Mungkin kami hanya bisa bertahan dan menghindar. Bukan bertahan dari omongan masyarakat atau label jomblo lainnya saja, tapi bertahan pada konsistensi ideologi yang menurut kami positif. Menghindar dari ancaman nafsu yang merusak, atau meminimalisir kemungkinan buruk lainnya. Tak seperti Poligami, mungkin Jomblo diatur oleh Tuhan dan tertulis di Kitab dengan bahasa yang berbeda* (mungkin mengisyaratkan bahwa Jomblo harus lebih pintar, baca Mblo!). Jomblo juga berpikir!

Tak  apa. Kami selalu kuat. Buktinya Jomblo semakin banyak. Semakin menggeliat. Pepatah mengatakan: Surga memiliki perjalanan yang berat, sedangkan menuju neraka selalu menggoda sampai garis baik-buruk dan batas boleh-jangan begitu tipis hingga tak terlihat.

    Pride of Jomblo.

    Mungkin beberapa orang menganggap bahwa “Kebanggaan menjadi Jomblo” adalah sebuah topeng kepalsuan yang setia menghibur, menyembunyikan kesedihan akan rasa sepi di tempat paling aman. Tidak! Karena kaum Jomblo selalu berpikir realistis dari hal dekat nan sederhana. Tak perlu muluk-muluk berpikir tentang pasangan kekasih yang belum terikat nikah memiliki kemungkinan khilaf untuk berbuat yang tidak-tidak; cium pipi-kening* (Bapak-ibu boleh. Emang kamu pamannya?) padahal cuma teman; menebar ungkapan ambigu sebelum tidur, lalu sadar tengah berada dalam ruang ketidakpastian yang begitu sesak. Kekinian. Berjam-jam pergi ke perpustakaan berduaan tanpa membaca buku (mungkin membaca pikiran, atau garis tangan); haha-hehe diatas motor; habis kuliah mampir ke kamar pacarnya (pulang sana, ibu sudah masak). Ini sebuah pilihan, memang bisa dibuat lebih positif. Tapi, kami pilih Tidak. Berpikirlah sedernaha, kami tidak mau membuang waktu anda. Meskipun itu hanya sebuah  kemungkinan.
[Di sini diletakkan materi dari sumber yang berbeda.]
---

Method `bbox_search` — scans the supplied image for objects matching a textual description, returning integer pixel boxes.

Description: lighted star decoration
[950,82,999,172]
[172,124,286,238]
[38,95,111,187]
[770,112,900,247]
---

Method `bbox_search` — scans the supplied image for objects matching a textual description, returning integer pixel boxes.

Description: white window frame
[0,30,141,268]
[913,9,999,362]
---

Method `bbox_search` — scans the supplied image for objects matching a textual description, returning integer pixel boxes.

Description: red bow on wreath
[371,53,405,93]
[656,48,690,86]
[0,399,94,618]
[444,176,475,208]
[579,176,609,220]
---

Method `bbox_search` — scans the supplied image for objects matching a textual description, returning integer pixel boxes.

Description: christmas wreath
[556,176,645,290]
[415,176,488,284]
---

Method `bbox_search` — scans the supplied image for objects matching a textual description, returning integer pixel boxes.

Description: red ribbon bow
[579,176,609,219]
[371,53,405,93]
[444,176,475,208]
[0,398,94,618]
*Komitmen Jomblo kami jaga atas nama agama, orangtua, keluarga besar, kawan seperjuangan serta para pahlawan yang telah gugur untuk memerdekakan tanah ini. Jomblo juga berjuang! [Insyaallah.]
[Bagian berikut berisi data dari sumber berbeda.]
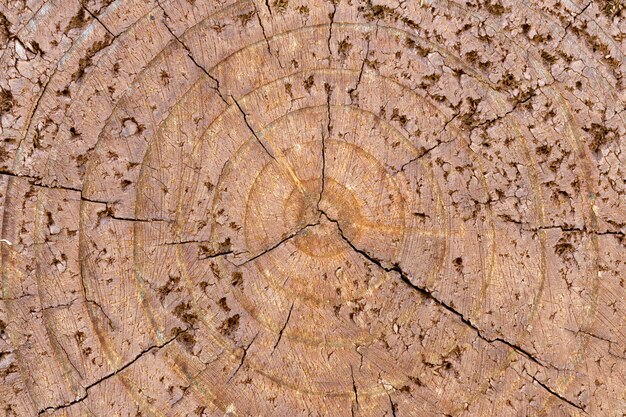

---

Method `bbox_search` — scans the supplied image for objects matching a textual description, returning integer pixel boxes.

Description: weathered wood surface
[0,0,626,417]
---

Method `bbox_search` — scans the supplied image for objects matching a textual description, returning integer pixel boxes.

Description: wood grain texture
[0,0,626,417]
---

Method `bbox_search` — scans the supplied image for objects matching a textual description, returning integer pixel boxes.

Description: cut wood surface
[0,0,626,417]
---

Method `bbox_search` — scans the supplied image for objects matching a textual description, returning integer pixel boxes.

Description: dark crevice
[81,5,117,40]
[522,225,624,236]
[350,365,359,412]
[37,329,186,415]
[499,215,625,236]
[348,35,370,100]
[233,222,319,267]
[524,369,587,414]
[472,91,532,129]
[321,211,553,367]
[253,3,283,68]
[230,96,276,160]
[317,84,333,210]
[157,1,228,105]
[326,1,337,58]
[0,170,82,193]
[270,302,293,355]
[397,139,454,172]
[554,1,593,50]
[226,333,259,384]
[387,393,398,417]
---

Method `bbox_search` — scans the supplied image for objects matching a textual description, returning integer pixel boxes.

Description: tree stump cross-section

Jangan apa-apa demi Surga, kalihatan engga Ikhlas! Surga urusan Tuhan, buatlah Tuhan & lingkunganmu tersenyum.” -Ibu
Anak yang pacaran itu termasuk kegagalan Orangtua, mas.” -Seorang gadis yang telah menutup Payungnya.
“Merdeka & Penjajahan tak melulu secara fisik. Tapi Mindset.” -Pahlawan Imajiner.